The summary is that it's not really the merger adviser's responsibility to look into the stock of a public company acquirer, even though it feels like it ought to be.




They absolutely need to take blame for not atleast advising James Baker to put in a collar. All stock deals are hugely risky. A deal being run by a VP and associate is also a no no at most banks, and one would presume Goldman after this fiasco.


> They absolutely need to take blame for not atleast advising James Baker to put in a collar

It would seem they actually did. [1] Goldman certainly didn't provide the best service here, but I don't think what they did were illegal.

The blame for going through with this transaction falls on the clients who refused to hire an accountant when Goldman recommended it and pushed for an accelerated schedule. Heck, they agreed to an all-stock deal without even having their bankers present. (Of course, the ultimate blame lies with L&H who committed criminal fraud.)

[1] http://dealbook.nytimes.com/2013/01/29/lessons-for-entrepren...

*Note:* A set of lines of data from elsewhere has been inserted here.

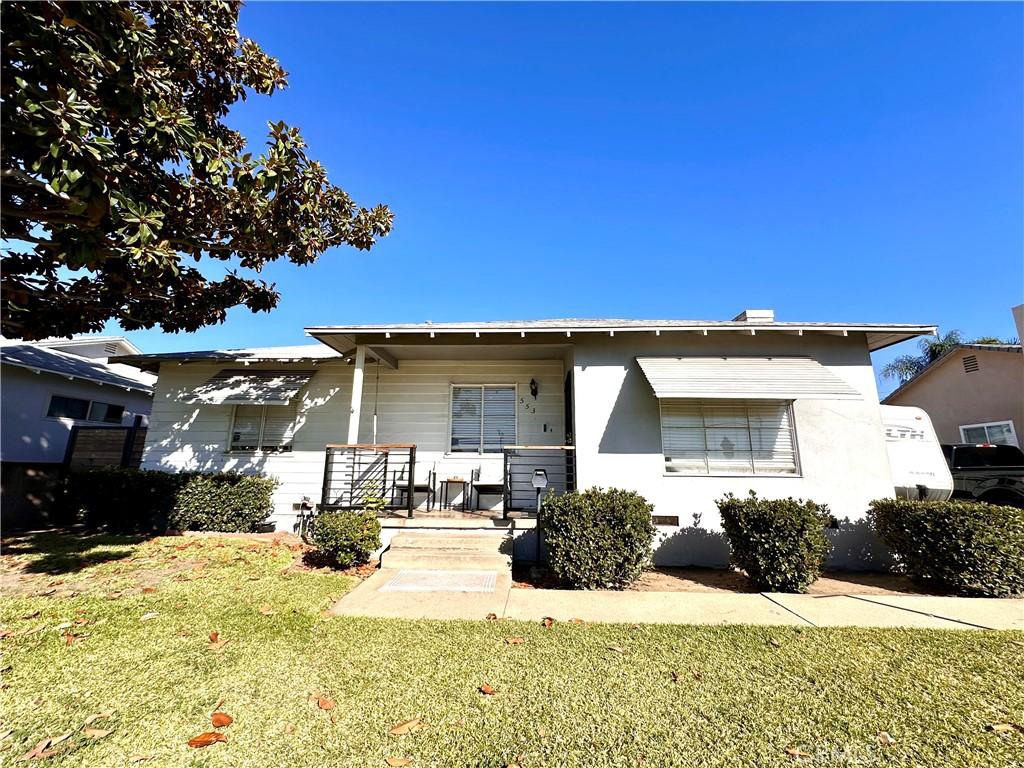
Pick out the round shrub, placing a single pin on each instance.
(779, 543)
(597, 539)
(346, 538)
(970, 548)
(227, 502)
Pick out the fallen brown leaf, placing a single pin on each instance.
(205, 739)
(325, 704)
(407, 726)
(1005, 727)
(36, 751)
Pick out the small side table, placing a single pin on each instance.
(446, 484)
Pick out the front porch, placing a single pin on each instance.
(399, 484)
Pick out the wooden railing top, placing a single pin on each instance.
(540, 448)
(373, 445)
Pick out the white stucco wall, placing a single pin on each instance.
(412, 403)
(843, 458)
(28, 434)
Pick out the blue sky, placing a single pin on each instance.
(834, 162)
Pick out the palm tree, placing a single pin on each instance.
(906, 367)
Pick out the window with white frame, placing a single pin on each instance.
(62, 407)
(997, 432)
(482, 418)
(728, 437)
(262, 427)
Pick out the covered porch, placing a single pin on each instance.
(390, 478)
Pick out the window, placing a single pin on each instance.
(107, 413)
(76, 408)
(727, 437)
(998, 432)
(262, 428)
(483, 418)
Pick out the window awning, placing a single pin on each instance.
(245, 387)
(743, 378)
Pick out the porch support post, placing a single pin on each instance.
(353, 414)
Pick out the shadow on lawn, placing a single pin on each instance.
(57, 552)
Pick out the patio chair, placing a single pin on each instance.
(421, 484)
(484, 485)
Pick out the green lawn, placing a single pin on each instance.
(741, 695)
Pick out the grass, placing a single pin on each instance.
(742, 695)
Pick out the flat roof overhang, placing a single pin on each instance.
(346, 338)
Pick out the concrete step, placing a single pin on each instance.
(483, 543)
(432, 559)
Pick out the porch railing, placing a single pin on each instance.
(521, 462)
(352, 474)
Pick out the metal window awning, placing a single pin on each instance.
(743, 378)
(245, 387)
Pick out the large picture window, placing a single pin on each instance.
(262, 428)
(728, 437)
(77, 408)
(483, 418)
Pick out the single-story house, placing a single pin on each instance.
(49, 388)
(973, 393)
(469, 414)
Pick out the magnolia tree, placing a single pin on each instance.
(120, 178)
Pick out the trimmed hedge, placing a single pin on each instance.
(779, 543)
(970, 548)
(597, 539)
(148, 501)
(346, 538)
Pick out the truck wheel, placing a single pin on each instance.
(1004, 499)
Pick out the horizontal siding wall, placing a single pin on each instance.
(412, 403)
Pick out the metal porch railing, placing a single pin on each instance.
(353, 474)
(558, 463)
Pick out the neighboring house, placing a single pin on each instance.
(48, 388)
(681, 412)
(973, 393)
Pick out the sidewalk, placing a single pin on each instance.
(681, 607)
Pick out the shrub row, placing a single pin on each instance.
(970, 548)
(147, 501)
(602, 539)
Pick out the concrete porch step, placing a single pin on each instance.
(449, 552)
(487, 543)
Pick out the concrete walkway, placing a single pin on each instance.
(683, 607)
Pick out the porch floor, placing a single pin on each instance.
(454, 514)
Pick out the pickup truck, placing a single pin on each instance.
(987, 472)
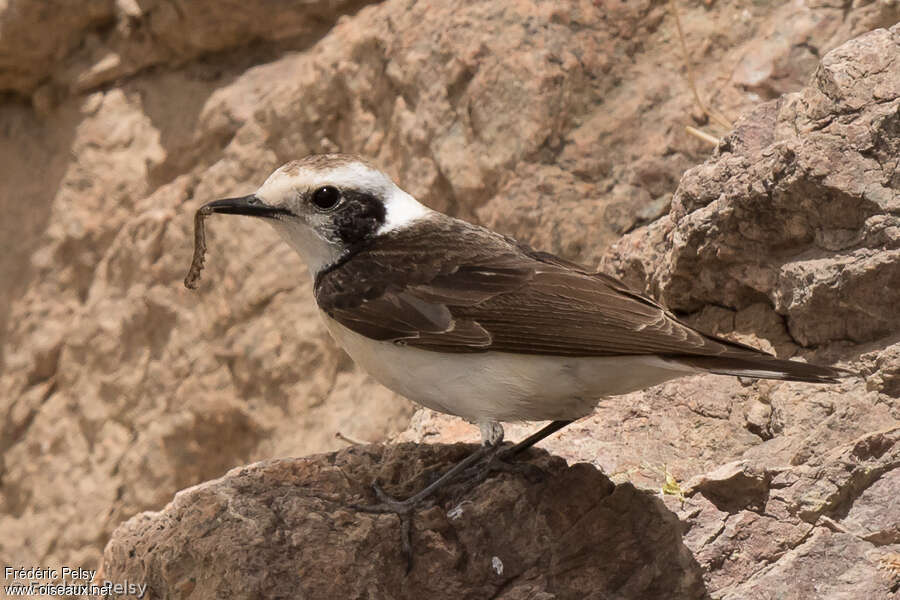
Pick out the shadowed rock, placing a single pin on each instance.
(286, 528)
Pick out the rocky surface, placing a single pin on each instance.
(288, 528)
(562, 127)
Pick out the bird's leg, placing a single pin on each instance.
(500, 461)
(491, 438)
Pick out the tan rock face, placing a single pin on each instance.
(562, 126)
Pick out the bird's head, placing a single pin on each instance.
(327, 204)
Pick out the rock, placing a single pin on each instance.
(797, 206)
(562, 126)
(287, 527)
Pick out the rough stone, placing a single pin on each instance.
(564, 127)
(288, 528)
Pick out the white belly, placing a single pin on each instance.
(499, 386)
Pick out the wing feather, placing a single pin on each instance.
(453, 287)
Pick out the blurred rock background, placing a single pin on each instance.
(562, 124)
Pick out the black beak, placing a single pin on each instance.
(245, 205)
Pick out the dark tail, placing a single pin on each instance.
(764, 367)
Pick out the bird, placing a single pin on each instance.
(467, 321)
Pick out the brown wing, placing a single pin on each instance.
(454, 287)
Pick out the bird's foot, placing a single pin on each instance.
(404, 509)
(502, 461)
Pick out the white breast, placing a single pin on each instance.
(499, 386)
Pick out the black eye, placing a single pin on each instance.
(326, 197)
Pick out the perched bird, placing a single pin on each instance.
(469, 322)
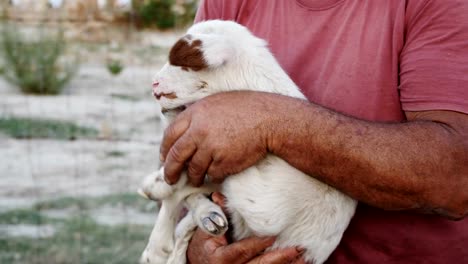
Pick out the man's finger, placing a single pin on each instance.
(198, 166)
(246, 249)
(219, 199)
(181, 151)
(172, 133)
(280, 256)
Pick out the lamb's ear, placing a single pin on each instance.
(201, 51)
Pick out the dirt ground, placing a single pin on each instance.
(122, 110)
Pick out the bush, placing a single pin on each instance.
(164, 14)
(36, 66)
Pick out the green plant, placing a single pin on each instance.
(41, 128)
(115, 67)
(164, 14)
(36, 66)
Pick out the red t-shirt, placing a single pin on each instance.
(372, 59)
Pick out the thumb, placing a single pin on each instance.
(247, 249)
(279, 256)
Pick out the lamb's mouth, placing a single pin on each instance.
(176, 110)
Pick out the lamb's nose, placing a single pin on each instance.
(155, 85)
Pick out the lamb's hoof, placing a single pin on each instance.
(214, 224)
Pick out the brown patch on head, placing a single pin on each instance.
(187, 54)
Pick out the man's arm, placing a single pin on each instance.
(421, 164)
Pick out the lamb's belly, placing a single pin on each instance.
(273, 197)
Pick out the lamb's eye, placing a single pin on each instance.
(202, 85)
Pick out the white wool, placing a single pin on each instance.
(271, 198)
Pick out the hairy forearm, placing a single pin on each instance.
(418, 165)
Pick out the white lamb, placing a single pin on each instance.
(269, 199)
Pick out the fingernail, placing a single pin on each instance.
(269, 239)
(300, 250)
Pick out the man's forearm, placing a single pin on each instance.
(414, 165)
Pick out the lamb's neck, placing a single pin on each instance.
(263, 75)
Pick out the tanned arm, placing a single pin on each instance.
(421, 164)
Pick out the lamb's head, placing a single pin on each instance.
(213, 57)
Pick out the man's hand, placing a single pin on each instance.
(205, 249)
(220, 135)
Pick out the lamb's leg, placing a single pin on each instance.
(161, 241)
(184, 232)
(154, 186)
(208, 215)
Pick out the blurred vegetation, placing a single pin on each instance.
(130, 200)
(164, 14)
(78, 239)
(36, 65)
(19, 127)
(115, 67)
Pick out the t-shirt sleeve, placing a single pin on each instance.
(218, 9)
(434, 59)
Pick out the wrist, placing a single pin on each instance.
(288, 125)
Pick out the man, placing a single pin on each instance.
(387, 123)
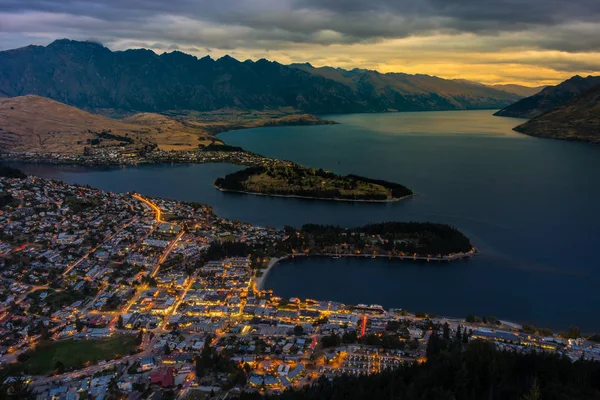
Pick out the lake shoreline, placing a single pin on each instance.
(260, 281)
(292, 196)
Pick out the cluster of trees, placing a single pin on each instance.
(108, 135)
(223, 147)
(210, 362)
(10, 172)
(397, 189)
(454, 370)
(306, 182)
(408, 237)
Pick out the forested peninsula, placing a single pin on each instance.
(293, 180)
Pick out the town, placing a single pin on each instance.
(106, 294)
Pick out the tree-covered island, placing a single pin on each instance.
(395, 239)
(297, 181)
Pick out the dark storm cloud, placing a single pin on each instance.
(546, 24)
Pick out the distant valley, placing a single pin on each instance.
(92, 77)
(567, 111)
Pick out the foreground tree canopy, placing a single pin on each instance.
(479, 372)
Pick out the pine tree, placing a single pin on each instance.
(446, 334)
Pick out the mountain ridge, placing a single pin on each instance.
(90, 76)
(550, 97)
(578, 119)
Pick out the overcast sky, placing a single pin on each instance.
(532, 42)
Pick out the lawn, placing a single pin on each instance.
(76, 353)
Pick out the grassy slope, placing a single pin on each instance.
(71, 352)
(579, 119)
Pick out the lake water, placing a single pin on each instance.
(530, 206)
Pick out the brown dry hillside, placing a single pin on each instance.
(38, 124)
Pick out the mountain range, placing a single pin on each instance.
(90, 76)
(577, 119)
(550, 97)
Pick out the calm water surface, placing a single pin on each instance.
(530, 206)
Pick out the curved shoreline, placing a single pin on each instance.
(260, 281)
(293, 196)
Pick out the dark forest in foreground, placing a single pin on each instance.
(479, 372)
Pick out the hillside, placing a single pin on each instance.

Oh not illegal for sure. But they dropped the ball. Bankers are shielded from practically every type of litigation based on engagement letters. But that doesn't mean that they didn't fail their client. I mean practically speaking if bank A botched a deal for Facebook, not many large tech companies would be lining up to engage them. They can't hold their hands up and say well its your fault so boo hoo. If that was acceptable behaviour in the market, nobody would hire bankers. Having seen bankers roll out a deal on a company that later proved to be a complete fraud, believe me when I say that people get fired for messing up. Which should give you some idea of whether the bank itself thinks someone dropped the ball.

Also it sounds like he said she said on the all stock thing. The Bakers say bankers weren't around. Also any decent banker would be able to tell you to up your asking price to account for rolling hedging costs and/or other risks.


> GS isn't blameless, but this article makes things sound a lot worse than they really were. ... a former GS banker ... wrote a much better article on this case 3 years ago

Hmmm ... the version told by a former GS banker portrays GS in a better light?


Not necessarily in a better light, but it's a wildly relevant, informed, and interesting perspective IMO.

"I really do feel for the bankers here. It’s Friday afternoon and nobody’s reading so I feel comfortable making this confession: when I was a banker I once underwrote some convertible bonds for a company that we’ll call Company X, and later when I was a blogger Company X went bankrupt and those bonds are … those bonds are not doing so hot, these days. That keeps me up at night, sometimes."

Assuming it's better to have both sides of the story, could you ask for a better representative from the GS side?


Worse than they really were?

Goldman advised a client and that client not only didn't get money on the deal, but also lost everything it had prior to the deal.


I was going to reply that the author of this article isn't the best finance writer in the world, because Matt Levine is the best finance writer in the world. Then I clicked the link.